Warum eigentlich Selbstversorgung? - Werbung

Kauf diesen Joghurt, dein Bauch fühlt sich wohl, dein Stuhlgang wird geschmeidig und begehrenswert wirst du auch. Mmmh, ist der lecker! Nimm diesen Maskara, er macht deine Wimpern so unwiderstehlich, dass er von deinem restlichen Gesicht ablenkt. Probier unsere neue zuckerhaltige Limonade, damit bist du total IN und alle werden dich lieben. Benutze unser Deo, die Frauen werden auf dich fliegen.

Von allen Seiten werden wir von Werbebotschaften fast schon angeschrien. Fernsehen und Radio erzählen uns, was wir kaufen sollen.

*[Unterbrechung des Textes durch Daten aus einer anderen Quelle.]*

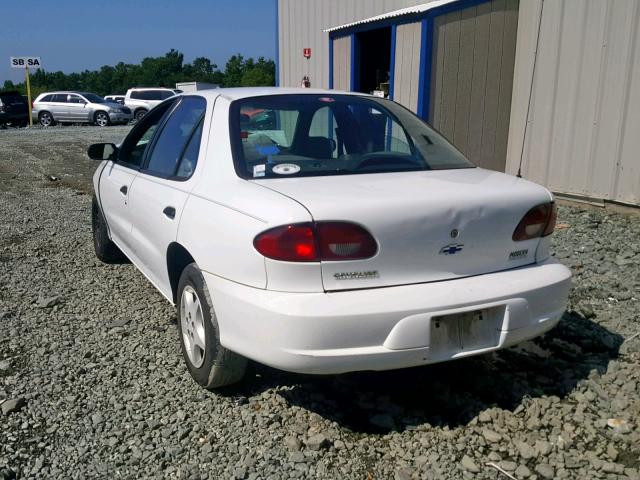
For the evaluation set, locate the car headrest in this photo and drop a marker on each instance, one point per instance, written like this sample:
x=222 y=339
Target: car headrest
x=317 y=147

Städte und Straßen sind nicht mehr von Baumalleen gesäumt, sondern von Plakatwänden. Fährt man mit dem Auto irgendwohin, weiß man gar nicht, wo man zuerst hinschauen soll. Da wird ein Auto, dort Zigaretten, an der Ecke Alkohol, dort drüben eine Kneipe, hier ein Wochenmarkt oder etwas weiter Jesus angepriesen. Jeder Werbende versucht die anderen zu übertrumpfen. Das M der goldenen Möwe ist inzwischen fast winzig im Gegensatz zu Schriftzügen von großen Einkaufscentern. Werbung läuft in größeren Städten sogar über Bildschirme. Ich bin jedes Mal verwundert, wenn ich an einer Kreuzung stehe, darauf warte, dass die Ampel endlich auf grün umschaltet und dabei wie gebannt auf einen bunt flackernden Werbebildschirm schaue, der mir erzählt, wer der beste Zahnarzt, Klempner, Baumarkt, Autohändler der Stadt sei. Meinen Blick kann ich nur schwer abwenden.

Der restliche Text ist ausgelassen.